Dr Michelle Farrell is a palaeoecologist, which means that she uses the preserved remains of certain organisms (in her case, mainly plants) to reconstruct past environments and ecosystems. Her primary research interest lies in understanding the relationships between prehistoric societies and the physical environments that they occupied. She is employed as Teaching Fellow in Physical Geography at the University of Hull.
SS: Michelle, how did you get to your current position?
MF: I completed my undergraduate degree in Environmental Science at the University of Wales, Aberystwyth in 2003. I’d gone to university wanting to learn more about the role of humans in contemporary environmental and climate change, but during the course of my degree I learnt that people had already been affecting the environment for thousands of years, and that it was actually possible to study past environments and human impacts on them. After graduating from Aberystwyth I needed to begin paying off my student loan and I took a job in sales. While I learned some valuable people skills and gained a lot of administrative experience (both of which are very useful in my current role!), I soon knew that it wasn’t the career for me. I applied for a job as a Research Assistant at the University of Hull, which I was completely unqualified for, but I was invited to apply for a PhD studentship instead. Until then I hadn’t realised that you could be funded to do a PhD, so I sent in an application and project proposal and was invited for interview and offered a studentship. After defending my PhD, I stayed on at the University of Hull as a post-doctoral research associate, worked briefly as a palynologist for English Heritage, moved to Queen’s University Belfast for two years to work as a research fellow there, and now I’m back at Hull again, this time as a teaching fellow!
SS: What, or who, inspired you to get a career in science?
MF: Difficult to say! I’ve always been interested in natural history and archaeology, and I guess that probably started during childhood holidays in the UK and abroad, where my parents took me to visit sites such as Cheddar Gorge, Carnac, Castlerigg, and Bodmin Moor. I was fascinated by the sites and the landscapes and environments that they were a part of, and during my time studying at Aberystwyth I became aware that the landscapes within which the archaeological sites that I had visited as a child were situated had not always looked as they do today. It still took me a while to figure out that studying past environmental change was something that could be a career though!
SS: What is the most fascinating aspect of your research/work?
MF: The most enjoyable part of my job is probably the fieldwork, which I don’t get to do as often as I’d like – just one week of fieldwork can provide enough material to keep me going for a year or more in the lab! Despite this I have been lucky enough to travel to some amazing locations for fieldwork – Orkney, Sweden, Sicily and Malta being particular highlights.

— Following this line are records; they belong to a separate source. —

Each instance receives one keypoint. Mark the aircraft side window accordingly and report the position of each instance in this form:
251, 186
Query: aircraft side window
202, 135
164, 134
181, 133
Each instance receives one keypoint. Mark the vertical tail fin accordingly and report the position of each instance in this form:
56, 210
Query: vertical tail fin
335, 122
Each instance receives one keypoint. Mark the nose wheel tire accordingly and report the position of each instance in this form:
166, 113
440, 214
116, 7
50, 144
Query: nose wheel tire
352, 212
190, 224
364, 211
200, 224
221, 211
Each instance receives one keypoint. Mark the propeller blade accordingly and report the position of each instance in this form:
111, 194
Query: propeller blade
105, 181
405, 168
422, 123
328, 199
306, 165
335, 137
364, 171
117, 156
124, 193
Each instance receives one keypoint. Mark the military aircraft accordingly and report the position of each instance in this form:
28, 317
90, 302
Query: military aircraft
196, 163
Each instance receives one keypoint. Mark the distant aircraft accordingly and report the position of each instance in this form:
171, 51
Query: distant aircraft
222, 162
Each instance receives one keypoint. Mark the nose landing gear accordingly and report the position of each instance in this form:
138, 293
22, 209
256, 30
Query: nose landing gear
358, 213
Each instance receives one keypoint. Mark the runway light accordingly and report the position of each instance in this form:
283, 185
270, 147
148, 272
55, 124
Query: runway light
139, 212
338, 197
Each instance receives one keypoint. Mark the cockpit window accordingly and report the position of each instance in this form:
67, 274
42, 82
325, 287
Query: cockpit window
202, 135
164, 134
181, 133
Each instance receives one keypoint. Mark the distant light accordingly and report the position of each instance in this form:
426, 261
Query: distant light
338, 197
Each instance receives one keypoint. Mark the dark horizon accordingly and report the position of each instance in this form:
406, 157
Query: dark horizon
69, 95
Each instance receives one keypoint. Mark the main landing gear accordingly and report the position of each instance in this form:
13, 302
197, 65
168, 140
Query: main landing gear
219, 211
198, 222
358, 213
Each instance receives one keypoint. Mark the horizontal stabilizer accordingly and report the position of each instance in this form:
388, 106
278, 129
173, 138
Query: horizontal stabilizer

The lab work can be monotonous and it does feel as though I am making very slow progress at times – but those aspects are more than outweighed by the excitement of plotting up new data for the first time, looking for shifts in pollen types and therefore plant communities and even land-use, and trying to figure out what it all means! Gaining a better understanding of how prehistoric people interacted with their physical environment – how they may have impacted upon it, and how environmental conditions might have shaped their societies – is what really interests me.
SS: What attracted you to Soapbox Science in the first place?
MF: It’s a great opportunity to present my work in an accessible way to the public who fund the majority of it. It’s also a fantastic platform for increasing the visibility of female scientists and hopefully encouraging girls to study STEM subjects at school and beyond.
SS: Sum up in one word your expectations for the day – excitement? Fear? Thrill? Anticipation?
MF: A mix of fear and excitement!
SS: If you could change one thing about the scientific culture right now, what would it be?
MF: The lack of job security for early-career researchers. It can be very difficult to completely focus on the job when you are employed on a fixed-term contract – I’ve been lucky so far, but many people are employed on contracts of a year or less. Even with longer contracts a significant proportion of your time is spent searching for the next job or writing funding proposals to enable you to stay where you are for a little longer. As well as impacting on research, the temporary nature of these contracts can also have detrimental effects on your personal life – the need to move every couple of years to start a new job makes it difficult to maintain relationships with friends and family, as well as financial stability – it can be hard to get a mortgage, for example.
SS: What would be your top recommendation to a female PhD student considering pursuing a career in academia?
MF: Take every opportunity that you can to network. And don’t just seek out the big names at conferences – try to go to postgraduate meetings whenever you can, as your peers are most likely the ones who will be inviting you to give seminars or collaborate on funding proposals over the next few years. You’ll also need a certain amount of persistence and stubbornness – it’s inevitable that there will be failures and setbacks along the way, and it’s important to realise that these things happen to everybody and that the best thing you can do is pick yourself up and try again!